The whole six-foot height of Bryant stood with his arms folded and his head tipped.
‘Any time you’re finished, guv?’
She moved Ashraf closer towards the edge. She would happily have pushed him forwards, head first, but the code of conduct frowned upon gratuitous violence towards apprehended suspects.
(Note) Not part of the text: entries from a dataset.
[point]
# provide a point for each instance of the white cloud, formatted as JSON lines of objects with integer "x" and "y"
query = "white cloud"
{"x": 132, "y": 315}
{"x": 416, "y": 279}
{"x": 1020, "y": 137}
She leaned on his shoulder and forced him to a sitting position.
‘Cautioned?’ Bryant asked, easing the male down to the ground.
She nodded. On top of a garden shed was not the strangest place she’d made an arrest but it was probably top five.
Bryant took hold of Ashraf’s cuffs and pushed him ahead.
‘What stopped him running?’
‘Two German shepherds.’
Bryant looked at her sideways. ‘Yeah, I’d probably have taken my chances with the dogs.’
Kim ignored him and entered the back door first.
The second target and the customer were cuffed and under the guard of Dawson and two uniforms.
She looked at Dawson, the question in her eyes.
‘Living room, boss.’
Kim nodded and took the next door off the hallway.
Stacey sat on the sofa a good foot and a half away from the thirteen-year-old boy clad only in underpants and a T-shirt beneath Bryant’s suit jacket, which dwarfed him and made him look like a toddler playing dress up.
His head was bowed, legs together, and he was sobbing quietly.
Kim glanced down at the hands that were strangling each other.
She covered the hands with her own.
‘Negib, you’re safe now. Do you understand?’
His flesh was cold and clammy.
Kim took one hand in each of her own to stop the trembling.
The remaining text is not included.